Correlation Between Citigroup and Southern Petrochemicals
Can any of the company-specific risk be diversified away by investing in both Citigroup and Southern Petrochemicals at the same time? Although using a correlation coefficient on its own may not help to predict future stock returns, this module helps to understand the diversifiable risk of combining Citigroup and Southern Petrochemicals into the same portfolio, which is an essential part of the fundamental portfolio management process.

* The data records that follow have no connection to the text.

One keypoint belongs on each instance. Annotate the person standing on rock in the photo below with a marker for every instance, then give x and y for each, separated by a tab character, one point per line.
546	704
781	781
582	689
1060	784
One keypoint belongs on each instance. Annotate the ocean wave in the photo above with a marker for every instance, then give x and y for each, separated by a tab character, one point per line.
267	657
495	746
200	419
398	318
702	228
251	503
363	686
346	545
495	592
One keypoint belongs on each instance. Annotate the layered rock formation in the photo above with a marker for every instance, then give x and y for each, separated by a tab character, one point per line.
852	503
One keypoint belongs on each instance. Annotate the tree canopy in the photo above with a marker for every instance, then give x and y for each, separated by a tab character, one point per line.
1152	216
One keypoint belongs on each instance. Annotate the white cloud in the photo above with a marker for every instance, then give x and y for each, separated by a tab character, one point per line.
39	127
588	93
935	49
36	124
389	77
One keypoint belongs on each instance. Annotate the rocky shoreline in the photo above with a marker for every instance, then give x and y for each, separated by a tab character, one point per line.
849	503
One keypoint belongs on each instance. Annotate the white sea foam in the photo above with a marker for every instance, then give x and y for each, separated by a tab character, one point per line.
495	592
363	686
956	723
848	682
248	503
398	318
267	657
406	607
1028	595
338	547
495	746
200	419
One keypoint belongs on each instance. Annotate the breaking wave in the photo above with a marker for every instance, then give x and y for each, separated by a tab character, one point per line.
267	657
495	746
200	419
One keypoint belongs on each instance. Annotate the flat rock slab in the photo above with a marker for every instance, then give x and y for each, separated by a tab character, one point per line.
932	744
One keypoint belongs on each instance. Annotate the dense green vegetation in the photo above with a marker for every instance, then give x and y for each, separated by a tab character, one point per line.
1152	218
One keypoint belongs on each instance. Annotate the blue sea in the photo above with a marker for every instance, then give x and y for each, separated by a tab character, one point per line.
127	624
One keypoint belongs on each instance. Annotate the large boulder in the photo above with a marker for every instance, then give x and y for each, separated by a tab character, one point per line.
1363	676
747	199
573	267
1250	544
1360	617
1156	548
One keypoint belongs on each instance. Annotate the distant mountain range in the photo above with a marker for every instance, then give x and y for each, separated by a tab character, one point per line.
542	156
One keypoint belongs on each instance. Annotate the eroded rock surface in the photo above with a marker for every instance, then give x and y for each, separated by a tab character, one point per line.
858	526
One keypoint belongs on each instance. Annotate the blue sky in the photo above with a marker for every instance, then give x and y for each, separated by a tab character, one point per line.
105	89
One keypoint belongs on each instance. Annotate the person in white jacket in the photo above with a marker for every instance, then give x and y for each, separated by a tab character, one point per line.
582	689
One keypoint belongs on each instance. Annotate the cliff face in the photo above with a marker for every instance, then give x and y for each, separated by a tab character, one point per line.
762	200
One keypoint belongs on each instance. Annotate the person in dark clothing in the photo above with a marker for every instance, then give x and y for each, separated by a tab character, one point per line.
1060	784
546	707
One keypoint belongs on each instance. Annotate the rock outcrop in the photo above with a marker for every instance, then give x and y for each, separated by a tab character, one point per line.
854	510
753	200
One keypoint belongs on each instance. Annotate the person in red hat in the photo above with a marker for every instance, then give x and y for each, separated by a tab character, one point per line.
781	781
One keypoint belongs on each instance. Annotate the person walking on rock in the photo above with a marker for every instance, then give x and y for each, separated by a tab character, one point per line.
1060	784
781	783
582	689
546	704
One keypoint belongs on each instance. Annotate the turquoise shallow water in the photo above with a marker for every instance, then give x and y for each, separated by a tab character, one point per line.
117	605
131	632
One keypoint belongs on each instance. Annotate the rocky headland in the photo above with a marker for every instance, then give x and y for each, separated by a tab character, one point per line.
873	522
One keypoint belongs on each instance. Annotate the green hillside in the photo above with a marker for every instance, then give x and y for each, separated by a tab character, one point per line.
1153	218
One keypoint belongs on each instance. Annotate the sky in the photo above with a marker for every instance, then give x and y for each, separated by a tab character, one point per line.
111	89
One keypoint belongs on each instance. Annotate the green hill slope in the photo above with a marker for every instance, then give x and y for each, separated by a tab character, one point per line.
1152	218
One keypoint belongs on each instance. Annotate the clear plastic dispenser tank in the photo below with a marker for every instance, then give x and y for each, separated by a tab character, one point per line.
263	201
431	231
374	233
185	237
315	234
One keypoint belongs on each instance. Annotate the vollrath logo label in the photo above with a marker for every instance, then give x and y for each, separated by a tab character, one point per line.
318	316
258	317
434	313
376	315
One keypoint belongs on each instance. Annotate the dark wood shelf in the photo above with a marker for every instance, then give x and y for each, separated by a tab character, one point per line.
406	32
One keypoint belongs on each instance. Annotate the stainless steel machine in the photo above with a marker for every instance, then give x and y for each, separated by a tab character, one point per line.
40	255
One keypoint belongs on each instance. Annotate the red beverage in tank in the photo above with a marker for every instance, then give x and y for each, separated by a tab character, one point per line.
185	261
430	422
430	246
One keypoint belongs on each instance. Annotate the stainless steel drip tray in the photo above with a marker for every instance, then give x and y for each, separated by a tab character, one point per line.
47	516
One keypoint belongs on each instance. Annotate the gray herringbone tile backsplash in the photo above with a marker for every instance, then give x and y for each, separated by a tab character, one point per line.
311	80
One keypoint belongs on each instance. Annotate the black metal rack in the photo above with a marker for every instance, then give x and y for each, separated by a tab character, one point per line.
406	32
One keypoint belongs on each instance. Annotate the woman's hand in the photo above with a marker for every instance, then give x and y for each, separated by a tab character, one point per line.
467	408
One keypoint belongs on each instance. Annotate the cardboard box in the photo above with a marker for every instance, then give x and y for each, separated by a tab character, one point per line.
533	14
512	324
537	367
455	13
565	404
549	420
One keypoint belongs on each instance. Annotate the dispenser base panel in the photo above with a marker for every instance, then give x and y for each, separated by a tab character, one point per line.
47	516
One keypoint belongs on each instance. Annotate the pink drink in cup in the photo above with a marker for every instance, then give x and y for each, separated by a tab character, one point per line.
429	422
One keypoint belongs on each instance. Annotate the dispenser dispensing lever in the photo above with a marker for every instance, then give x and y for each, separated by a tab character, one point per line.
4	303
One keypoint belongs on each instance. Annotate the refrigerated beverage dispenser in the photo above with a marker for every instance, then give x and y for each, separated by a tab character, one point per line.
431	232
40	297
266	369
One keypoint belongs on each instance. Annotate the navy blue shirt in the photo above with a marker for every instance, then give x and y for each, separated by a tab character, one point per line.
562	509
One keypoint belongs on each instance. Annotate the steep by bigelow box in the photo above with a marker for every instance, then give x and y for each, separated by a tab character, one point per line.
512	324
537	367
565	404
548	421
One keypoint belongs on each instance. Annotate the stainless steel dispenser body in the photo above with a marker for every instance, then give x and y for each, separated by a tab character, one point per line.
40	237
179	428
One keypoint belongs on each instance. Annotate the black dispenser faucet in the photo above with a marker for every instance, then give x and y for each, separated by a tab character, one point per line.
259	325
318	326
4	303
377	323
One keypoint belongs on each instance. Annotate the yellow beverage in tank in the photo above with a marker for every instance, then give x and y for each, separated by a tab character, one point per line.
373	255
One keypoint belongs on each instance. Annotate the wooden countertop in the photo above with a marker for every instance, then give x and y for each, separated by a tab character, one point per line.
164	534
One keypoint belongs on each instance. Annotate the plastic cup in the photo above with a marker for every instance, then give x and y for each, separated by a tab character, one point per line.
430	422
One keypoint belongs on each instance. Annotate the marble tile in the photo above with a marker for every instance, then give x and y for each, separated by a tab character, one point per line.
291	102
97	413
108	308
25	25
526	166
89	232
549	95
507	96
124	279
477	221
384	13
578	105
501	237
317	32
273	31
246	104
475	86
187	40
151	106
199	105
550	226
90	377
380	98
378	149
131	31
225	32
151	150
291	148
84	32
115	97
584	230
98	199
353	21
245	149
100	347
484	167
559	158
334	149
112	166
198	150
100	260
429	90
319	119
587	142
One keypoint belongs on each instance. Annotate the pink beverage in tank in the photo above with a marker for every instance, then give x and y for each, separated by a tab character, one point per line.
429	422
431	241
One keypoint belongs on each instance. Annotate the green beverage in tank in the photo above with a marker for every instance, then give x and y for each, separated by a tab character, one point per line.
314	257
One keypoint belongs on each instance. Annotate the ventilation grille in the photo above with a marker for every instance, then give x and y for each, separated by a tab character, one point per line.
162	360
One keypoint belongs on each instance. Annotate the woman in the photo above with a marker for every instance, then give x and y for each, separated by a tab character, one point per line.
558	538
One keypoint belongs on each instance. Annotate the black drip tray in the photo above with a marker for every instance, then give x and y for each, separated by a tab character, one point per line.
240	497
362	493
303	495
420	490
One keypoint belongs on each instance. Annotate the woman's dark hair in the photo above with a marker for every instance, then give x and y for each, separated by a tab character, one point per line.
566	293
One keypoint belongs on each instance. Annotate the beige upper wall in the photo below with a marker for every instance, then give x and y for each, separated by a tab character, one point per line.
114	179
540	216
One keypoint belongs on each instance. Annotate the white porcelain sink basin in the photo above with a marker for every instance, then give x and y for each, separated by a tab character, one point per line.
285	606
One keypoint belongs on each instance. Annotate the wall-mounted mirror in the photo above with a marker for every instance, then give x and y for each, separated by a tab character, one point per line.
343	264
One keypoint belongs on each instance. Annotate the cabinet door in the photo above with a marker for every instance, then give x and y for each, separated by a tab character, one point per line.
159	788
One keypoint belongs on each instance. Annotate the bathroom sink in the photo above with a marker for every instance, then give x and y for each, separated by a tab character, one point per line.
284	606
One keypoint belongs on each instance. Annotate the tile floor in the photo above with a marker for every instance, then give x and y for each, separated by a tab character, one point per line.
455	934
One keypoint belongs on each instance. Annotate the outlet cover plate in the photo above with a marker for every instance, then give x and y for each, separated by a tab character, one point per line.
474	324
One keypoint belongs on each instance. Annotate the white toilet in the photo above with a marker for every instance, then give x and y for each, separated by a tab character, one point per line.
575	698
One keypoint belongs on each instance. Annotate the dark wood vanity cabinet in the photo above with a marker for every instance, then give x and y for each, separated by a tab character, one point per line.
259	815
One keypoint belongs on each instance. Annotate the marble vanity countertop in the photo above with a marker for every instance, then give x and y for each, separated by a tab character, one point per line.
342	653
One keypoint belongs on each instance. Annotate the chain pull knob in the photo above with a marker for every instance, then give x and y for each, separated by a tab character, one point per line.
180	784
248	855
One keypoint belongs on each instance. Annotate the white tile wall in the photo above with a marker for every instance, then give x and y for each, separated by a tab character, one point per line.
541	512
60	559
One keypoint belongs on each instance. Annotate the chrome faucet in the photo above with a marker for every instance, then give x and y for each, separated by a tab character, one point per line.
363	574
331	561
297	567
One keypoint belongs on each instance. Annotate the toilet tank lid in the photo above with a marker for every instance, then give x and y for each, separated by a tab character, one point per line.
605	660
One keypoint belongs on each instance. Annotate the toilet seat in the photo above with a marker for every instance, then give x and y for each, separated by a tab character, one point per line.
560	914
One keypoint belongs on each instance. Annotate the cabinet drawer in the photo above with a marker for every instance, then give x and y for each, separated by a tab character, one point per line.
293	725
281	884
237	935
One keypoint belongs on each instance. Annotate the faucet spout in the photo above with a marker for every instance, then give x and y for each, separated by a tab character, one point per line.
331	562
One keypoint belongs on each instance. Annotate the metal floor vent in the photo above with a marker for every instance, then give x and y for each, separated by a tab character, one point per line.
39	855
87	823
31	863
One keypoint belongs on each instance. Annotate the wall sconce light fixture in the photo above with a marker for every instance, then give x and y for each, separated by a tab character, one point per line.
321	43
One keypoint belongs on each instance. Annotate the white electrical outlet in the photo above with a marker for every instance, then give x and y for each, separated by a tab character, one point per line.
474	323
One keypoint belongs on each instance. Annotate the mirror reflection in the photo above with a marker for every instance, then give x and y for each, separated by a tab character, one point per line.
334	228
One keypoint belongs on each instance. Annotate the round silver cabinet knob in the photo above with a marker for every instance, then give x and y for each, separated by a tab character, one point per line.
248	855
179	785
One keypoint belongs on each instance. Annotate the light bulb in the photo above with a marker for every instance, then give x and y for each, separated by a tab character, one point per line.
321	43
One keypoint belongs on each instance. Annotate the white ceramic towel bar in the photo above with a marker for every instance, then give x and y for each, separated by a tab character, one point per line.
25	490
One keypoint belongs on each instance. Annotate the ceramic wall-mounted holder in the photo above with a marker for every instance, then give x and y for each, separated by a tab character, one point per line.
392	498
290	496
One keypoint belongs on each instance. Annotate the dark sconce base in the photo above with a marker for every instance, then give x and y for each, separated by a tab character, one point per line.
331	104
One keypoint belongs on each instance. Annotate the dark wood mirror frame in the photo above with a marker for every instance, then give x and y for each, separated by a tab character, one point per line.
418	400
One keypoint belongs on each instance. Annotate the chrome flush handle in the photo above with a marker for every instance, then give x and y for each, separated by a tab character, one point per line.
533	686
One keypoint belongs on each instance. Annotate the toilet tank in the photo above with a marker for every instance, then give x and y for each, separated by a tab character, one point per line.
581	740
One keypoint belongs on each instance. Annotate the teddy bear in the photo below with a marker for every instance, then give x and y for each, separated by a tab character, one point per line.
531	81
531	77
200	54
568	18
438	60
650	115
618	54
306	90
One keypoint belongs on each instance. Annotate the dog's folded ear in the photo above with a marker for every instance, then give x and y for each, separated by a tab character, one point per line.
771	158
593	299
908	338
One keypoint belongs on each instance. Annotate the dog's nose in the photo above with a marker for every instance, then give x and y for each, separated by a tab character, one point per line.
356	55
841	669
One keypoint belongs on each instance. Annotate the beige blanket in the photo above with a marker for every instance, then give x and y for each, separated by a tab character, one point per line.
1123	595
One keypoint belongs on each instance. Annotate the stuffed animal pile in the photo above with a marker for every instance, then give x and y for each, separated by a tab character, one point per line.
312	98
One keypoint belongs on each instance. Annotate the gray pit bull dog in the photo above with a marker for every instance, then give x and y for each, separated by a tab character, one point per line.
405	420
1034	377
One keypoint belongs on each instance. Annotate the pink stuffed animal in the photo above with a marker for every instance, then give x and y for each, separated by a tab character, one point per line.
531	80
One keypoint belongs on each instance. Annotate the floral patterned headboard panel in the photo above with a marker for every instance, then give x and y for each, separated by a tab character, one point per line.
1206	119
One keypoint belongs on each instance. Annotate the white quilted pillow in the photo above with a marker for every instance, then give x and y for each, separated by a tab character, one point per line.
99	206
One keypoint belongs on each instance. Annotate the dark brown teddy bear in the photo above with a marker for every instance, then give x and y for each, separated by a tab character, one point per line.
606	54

By analyzing existing cross correlation between Citigroup and Southern Petrochemicals Industries, you can compare the effects of market volatilities on Citigroup and Southern Petrochemicals and check how they will diversify away market risk if combined in the same portfolio for a given time horizon. You can also utilize pair trading strategies of matching a long position in Citigroup with a short position of Southern Petrochemicals. Check out your portfolio center. Please also check ongoing floating volatility patterns of Citigroup and Southern Petrochemicals.
Diversification Opportunities for Citigroup and Southern Petrochemicals
-0.6 | Correlation Coefficient |
Excellent diversification
The 3 months correlation between Citigroup and Southern is -0.6. Overlapping area represents the amount of risk that can be diversified away by holding Citigroup and Southern Petrochemicals Indust in the same portfolio, assuming nothing else is changed. The correlation between historical prices or returns on Southern Petrochemicals and Citigroup is a relative statistical measure of the degree to which these equity instruments tend to move together. The correlation coefficient measures the extent to which returns on Citigroup are associated (or correlated) with Southern Petrochemicals. Values of the correlation coefficient range from -1 to +1, where. The correlation of zero (0) is possible when the price movement of Southern Petrochemicals has no effect on the direction of Citigroup i.e., Citigroup and Southern Petrochemicals go up and down completely randomly.
Pair Corralation between Citigroup and Southern Petrochemicals
Taking into account the 90-day investment horizon Citigroup is expected to generate 0.82 times more return on investment than Southern Petrochemicals. However, Citigroup is 1.22 times less risky than Southern Petrochemicals. It trades about 0.01 of its potential returns per unit of risk. Southern Petrochemicals Industries is currently generating about -0.15 per unit of risk. If you would invest 7,087 in Citigroup on September 30, 2024 and sell it today you would earn a total of 13.00 from holding Citigroup or generate 0.18% return on investment over 90 days.
Time Period | 3 Months [change] |
Direction | Moves Against |
Strength | Weak |
Accuracy | 100.0% |
Values | Daily Returns |
Citigroup vs. Southern Petrochemicals Indust
Performance |
Timeline |
Citigroup |
Southern Petrochemicals |
Citigroup and Southern Petrochemicals Volatility Contrast
Predicted Return Density |
Returns |
Pair Trading with Citigroup and Southern Petrochemicals
The main advantage of trading using opposite Citigroup and Southern Petrochemicals positions is that it hedges away some unsystematic risk. Because of two separate transactions, even if Citigroup position performs unexpectedly, Southern Petrochemicals can make up some of the losses. Pair trading also minimizes risk from directional movements in the market. For example, if an entire industry or sector drops because of unexpected headlines, the short position in Southern Petrochemicals will offset losses from the drop in Southern Petrochemicals' long position.The idea behind Citigroup and Southern Petrochemicals Industries pairs trading is to make the combined position market-neutral, meaning the overall market's direction will not affect its win or loss (or potential downside or upside). This can be achieved by designing a pairs trade with two highly correlated stocks or equities that operate in a similar space or sector, making it possible to obtain profits through simple and relatively low-risk investment.Southern Petrochemicals vs. NMDC Limited | Southern Petrochemicals vs. Steel Authority of | Southern Petrochemicals vs. Embassy Office Parks | Southern Petrochemicals vs. Gujarat Narmada Valley |
Check out your portfolio center.Note that this page's information should be used as a complementary analysis to find the right mix of equity instruments to add to your existing portfolios or create a brand new portfolio. You can also try the Insider Screener module to find insiders across different sectors to evaluate their impact on performance.